Paratuberculosis prevalence in cattle and buffaloes as measured by PPD+ELISA at twelve public dairy farms

Table 3

Multivariate and bivariate logistic regression with backward elimination procedures showed significant association in cattle

Table 4

Multivariate and bivariate logistic regression with backward elimination procedures showed significant association in buffaloes

Table 5

After controlling age bivariate logistic regression for parameters showing significant association in cattle

Table 6

After controlling the age bivariate logistic regression procedures in buffaloes

Comparison between PPD and ELISA, considering PCR as the gold standard

The PPD and ELISA resultsfor the PCR positive+negative cases are presented in Table 7. Considering PCR as the gold standard, the PPD sensitivity and specificity were 68.2% and 98.9%, respectively, while for ELISA, the sensitivity and specificity were 97.7% and 100%, respectively.

Table 7

Relationship between PCR, ELISA, and PPD at Twelve Dairy farms

Hematobiochemical studies

Blood with and without anticoagulant was collected from infected and control animals. Anticoagulant containing blood samples were used for hematological studies (Table 8). The present study showed a significant difference between the two control groups (positive, negative) in terms of most parameters, such as RBCs, MCHC, and MCH, while the platelet cound decreased significantly in the positive reactor animals. At the same time, WBCs, lymphocytes, and granulocytes were significantly higher in positive animals. Without anticoagulants, blood samples were used for serum separation. This blood was further used to determine serum biochemical changes (Table 9). The results revealed that the total protein, albumin, and globulin levels in the infected animals were significantly lower than those in the non-infected animals.

Table 8

Comparison of hematological parameters between PPD positive and negative reactor cattle and buffaloes

Table 9

Comparison of serum protein alterations in PPD positive and negative reactor cattle and buffaloes

DISCUSSION

Paratuberculosis, also called Johne's disease, is caused by Mycobacterium avium subsp. paratuberculosis [19]. MAP disrupts either the fusion of phagosomes with lysosomes or inhibits the generation of oxygen radicals necessary for bacterial elimination [20]. Most of the time, the organism is thought to go through the small intestine's lumen and move toward Peyer's patches [21]. From a zoonotic aspect, the disease is of imperative importance, and MAP is assumed to have a probable role in the cause of Crohn's disease in humans [22]. The current study investigated the incidence of paratuberculosis in cattle and buffalo in different districts of Punjab Province. In Pakistan, different studies on the prevalence of tuberculosis have been done at different times and on various animal species. The current study found 3.8% paratuberculosis prevalence using PPD and ELISA. In Contrast, PCR Confirmed 4.03% cases.
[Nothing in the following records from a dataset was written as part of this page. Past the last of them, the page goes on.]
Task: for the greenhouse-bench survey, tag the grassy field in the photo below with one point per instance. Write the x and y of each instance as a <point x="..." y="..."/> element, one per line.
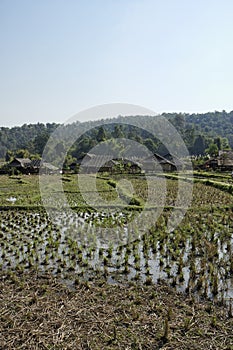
<point x="54" y="279"/>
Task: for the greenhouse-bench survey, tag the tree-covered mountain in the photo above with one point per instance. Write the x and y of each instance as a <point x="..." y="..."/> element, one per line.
<point x="202" y="133"/>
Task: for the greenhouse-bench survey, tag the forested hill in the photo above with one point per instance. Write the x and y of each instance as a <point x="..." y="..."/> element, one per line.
<point x="201" y="132"/>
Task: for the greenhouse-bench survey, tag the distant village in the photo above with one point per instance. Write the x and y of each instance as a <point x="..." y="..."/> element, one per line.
<point x="92" y="163"/>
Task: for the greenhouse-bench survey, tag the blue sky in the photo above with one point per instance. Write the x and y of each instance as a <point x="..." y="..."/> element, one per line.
<point x="59" y="57"/>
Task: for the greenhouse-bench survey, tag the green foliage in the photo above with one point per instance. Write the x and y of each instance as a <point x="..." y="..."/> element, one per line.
<point x="199" y="131"/>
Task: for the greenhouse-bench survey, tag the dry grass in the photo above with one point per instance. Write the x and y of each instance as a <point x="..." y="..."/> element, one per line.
<point x="38" y="312"/>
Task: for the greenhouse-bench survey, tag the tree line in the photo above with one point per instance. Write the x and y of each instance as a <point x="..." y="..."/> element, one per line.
<point x="202" y="133"/>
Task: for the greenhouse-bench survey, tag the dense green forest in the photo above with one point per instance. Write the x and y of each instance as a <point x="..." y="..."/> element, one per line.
<point x="202" y="133"/>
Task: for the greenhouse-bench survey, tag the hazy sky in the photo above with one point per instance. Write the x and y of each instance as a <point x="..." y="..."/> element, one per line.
<point x="62" y="56"/>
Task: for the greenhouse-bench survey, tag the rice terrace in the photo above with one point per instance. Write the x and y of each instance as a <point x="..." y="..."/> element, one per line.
<point x="87" y="260"/>
<point x="196" y="260"/>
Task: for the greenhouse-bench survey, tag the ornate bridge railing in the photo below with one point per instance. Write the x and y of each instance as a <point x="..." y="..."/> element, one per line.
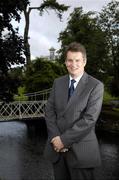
<point x="25" y="109"/>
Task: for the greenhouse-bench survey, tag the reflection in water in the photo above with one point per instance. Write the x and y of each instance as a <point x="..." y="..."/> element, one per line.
<point x="21" y="155"/>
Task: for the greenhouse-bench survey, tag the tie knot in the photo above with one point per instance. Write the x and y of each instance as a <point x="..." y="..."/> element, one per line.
<point x="73" y="81"/>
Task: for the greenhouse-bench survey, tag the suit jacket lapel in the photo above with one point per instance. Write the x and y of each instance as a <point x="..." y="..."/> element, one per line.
<point x="79" y="89"/>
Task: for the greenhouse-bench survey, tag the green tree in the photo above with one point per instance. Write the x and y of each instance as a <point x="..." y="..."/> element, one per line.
<point x="82" y="27"/>
<point x="41" y="74"/>
<point x="46" y="5"/>
<point x="11" y="45"/>
<point x="109" y="23"/>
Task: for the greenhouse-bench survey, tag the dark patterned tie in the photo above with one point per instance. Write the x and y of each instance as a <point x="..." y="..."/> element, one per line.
<point x="71" y="89"/>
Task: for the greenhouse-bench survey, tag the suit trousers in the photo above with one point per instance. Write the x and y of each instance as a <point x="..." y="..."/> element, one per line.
<point x="63" y="172"/>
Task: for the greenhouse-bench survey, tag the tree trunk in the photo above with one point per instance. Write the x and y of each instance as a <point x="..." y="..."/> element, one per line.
<point x="26" y="43"/>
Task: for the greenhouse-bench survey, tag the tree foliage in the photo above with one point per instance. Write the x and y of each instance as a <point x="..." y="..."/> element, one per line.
<point x="109" y="23"/>
<point x="46" y="5"/>
<point x="11" y="45"/>
<point x="41" y="74"/>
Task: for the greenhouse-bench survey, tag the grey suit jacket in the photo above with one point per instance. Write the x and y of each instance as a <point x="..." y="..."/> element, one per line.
<point x="74" y="120"/>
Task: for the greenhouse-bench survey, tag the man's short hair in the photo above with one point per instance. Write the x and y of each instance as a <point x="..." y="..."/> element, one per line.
<point x="77" y="47"/>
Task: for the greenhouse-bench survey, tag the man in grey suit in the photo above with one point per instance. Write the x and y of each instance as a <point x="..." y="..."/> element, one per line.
<point x="71" y="114"/>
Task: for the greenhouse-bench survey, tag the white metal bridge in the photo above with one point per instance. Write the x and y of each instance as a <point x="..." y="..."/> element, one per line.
<point x="32" y="108"/>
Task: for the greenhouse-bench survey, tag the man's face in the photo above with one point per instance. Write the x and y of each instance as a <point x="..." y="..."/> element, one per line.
<point x="75" y="63"/>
This has led to a variable prevalence. Similar findings were observed in a study planned at two abattoirs in Jhang for cattle and buffaloes. This research confirmed a prevalence of 11.19%, according to ELISA [23].

The results from these two species showed that the disease was more common in cattle (4.67%) than in buffaloes (2.98%). The prevalence of paratuberculosis was 5.56% and 5.88% in animals (buffaloes and cattle, respectively), which indicated that the prevalence was higher in cattle [24]. Similarly, a study revealed that the prevalence of paratuberculosis was 0.5% in buffaloes and 1.5% in cattle [25]. In Italy, the disease prevalence in dairy animals appears to be 2.8% to 5.5% [26]. In Iran, disease prevalence was as high as 12% [27]. The prevalence in India was 15.14% to 18.33% [28]. In buffaloes, data analysis revealed a significant (p<0.05) difference in prevalence between the three age groups, which was higher in older animals. The data analysis revealed a non-significant difference (p>0.05) in prevalence between the three weight groups. However, a comparatively higher prevalence was observed in heavy animals. Higher prevalence was found in the group having a lactation length of >6 months. Buffaloes had no significant difference (p>0.05) across the four lactation length groups. The group with >6 months of lactation exhibited a higher prevalence ratio. An exploratory study revealed that the prevalence of paratuberculosis was comparatively higher in animals at longerlactation stages [29]. The probable reason was that the concentration of the antibodies varied across lactation, and concentration was high in the advanced stages of lactation. In cattle, there was a significant difference (p<0.05) in the prevalence of paratuberculosis among the four milk yield groups. The disease incidence rate was higher in more productive animals. The results showed a non-significant difference between the four milk yield groups in buffaloes. Research on seroprevalence in Irish dairy herds showed that the disease was mostly present in high-producing animals [30]. According to these results, it can be suggested that the prevalence rate of paratuberculosis which is relatively high in high-yielding animals, can cause stress and thus make such animals prone to paratuberculosis.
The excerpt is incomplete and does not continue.